Además de políticos, la corrupción salpica a empresarios y oficios varios

LA CORRUPCION CORTA TRANSVERSALMENTE A MAYORIA DE POLITICOS

En épocas de ajuste y aumento de la pobreza preocupa más que antes el fenómeno de corrupción. Es un mal antiguo y muy presente en Argentina, pero no debe ser sólo atribuido a una parcialidad política. Los monopolios son parte del problema.
EMILIO MARIN
¿Quién no se indignó al ver a un hijo de Báez y personal de confianza contando billetes en la financiera La Rosadita? Una bronca mayor suscitaron las imágenes del ex secretario de Obras Públicas, José F. López, ingresando con bolsos llenos de dólares a un convento en General Rodríguez. Era plata ligada a retornos de las licitaciones de esa Secretaría, parte estratégica del Ministerio de Planificación Federal conducido por Julio De Vido.
Fueron noticias de alto poder destructivo, cuyas consecuencias se hicieron sentir en el Frente para la Victoria.

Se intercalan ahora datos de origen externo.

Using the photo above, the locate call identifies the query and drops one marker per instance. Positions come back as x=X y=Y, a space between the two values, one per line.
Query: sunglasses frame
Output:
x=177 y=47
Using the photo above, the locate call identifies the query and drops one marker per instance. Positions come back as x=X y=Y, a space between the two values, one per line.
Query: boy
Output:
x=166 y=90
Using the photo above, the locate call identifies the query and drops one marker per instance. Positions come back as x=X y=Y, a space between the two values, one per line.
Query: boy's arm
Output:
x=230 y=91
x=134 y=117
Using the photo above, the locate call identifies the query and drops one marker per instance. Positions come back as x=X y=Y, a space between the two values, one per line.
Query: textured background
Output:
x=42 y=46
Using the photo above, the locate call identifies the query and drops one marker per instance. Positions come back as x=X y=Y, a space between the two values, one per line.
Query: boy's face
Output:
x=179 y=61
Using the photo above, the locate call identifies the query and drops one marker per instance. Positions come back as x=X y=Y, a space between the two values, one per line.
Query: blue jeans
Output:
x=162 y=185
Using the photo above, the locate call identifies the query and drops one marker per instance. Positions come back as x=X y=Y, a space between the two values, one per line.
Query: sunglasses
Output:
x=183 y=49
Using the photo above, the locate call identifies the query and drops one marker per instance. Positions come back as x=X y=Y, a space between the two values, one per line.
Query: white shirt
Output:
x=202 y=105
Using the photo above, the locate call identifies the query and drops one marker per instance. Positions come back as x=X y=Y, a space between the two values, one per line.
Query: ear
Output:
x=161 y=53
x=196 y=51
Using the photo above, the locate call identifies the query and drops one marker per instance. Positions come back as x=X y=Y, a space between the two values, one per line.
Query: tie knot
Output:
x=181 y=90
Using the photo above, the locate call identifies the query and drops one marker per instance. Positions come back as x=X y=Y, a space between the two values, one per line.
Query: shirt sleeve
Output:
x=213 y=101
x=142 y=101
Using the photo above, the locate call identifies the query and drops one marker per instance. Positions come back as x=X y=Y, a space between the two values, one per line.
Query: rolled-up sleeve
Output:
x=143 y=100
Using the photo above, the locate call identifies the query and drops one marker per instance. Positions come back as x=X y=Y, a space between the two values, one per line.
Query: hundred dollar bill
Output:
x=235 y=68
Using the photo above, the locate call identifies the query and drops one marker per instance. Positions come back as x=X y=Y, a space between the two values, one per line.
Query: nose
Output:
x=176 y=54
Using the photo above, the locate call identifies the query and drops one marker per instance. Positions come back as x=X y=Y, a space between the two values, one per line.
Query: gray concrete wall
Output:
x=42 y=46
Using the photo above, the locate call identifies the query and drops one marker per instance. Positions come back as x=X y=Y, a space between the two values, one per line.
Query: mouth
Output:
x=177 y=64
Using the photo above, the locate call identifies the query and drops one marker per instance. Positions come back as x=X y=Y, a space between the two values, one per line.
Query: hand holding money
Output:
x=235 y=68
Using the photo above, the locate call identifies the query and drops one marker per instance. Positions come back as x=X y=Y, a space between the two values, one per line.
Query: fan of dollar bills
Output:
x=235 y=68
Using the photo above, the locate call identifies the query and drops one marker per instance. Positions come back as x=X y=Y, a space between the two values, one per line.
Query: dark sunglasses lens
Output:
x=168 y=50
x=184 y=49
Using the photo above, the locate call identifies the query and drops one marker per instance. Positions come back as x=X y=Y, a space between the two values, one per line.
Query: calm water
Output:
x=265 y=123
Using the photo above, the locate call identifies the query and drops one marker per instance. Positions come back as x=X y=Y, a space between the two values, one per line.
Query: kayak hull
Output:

Ya venía en retroceso tras perder las elecciones y finalizar su gobierno. Aparecieron fracciones y dirigentes que buscan despegarse de Cristina Fernández de Kirchner y relanzar el Partido Justicialista, que fue más bien un sello en la década pasada.
Nadie salió a defender a López. Ni su mujer. El titular de la bancada del FpV, Héctor Recalde, dijo que aquél se presume culpable, hallado en flagrancia con dinero que no podía justificar. Eran casi 9 millones de dólares, según la cuenta de la policía, que el juez Daniel Rafecas redujo a casi la mitad en un programa de TV con Nelson Castro. Como sea, muchísimo dinero. Y como López admitió, era “plata de la política” de la que no dio mayores detalles.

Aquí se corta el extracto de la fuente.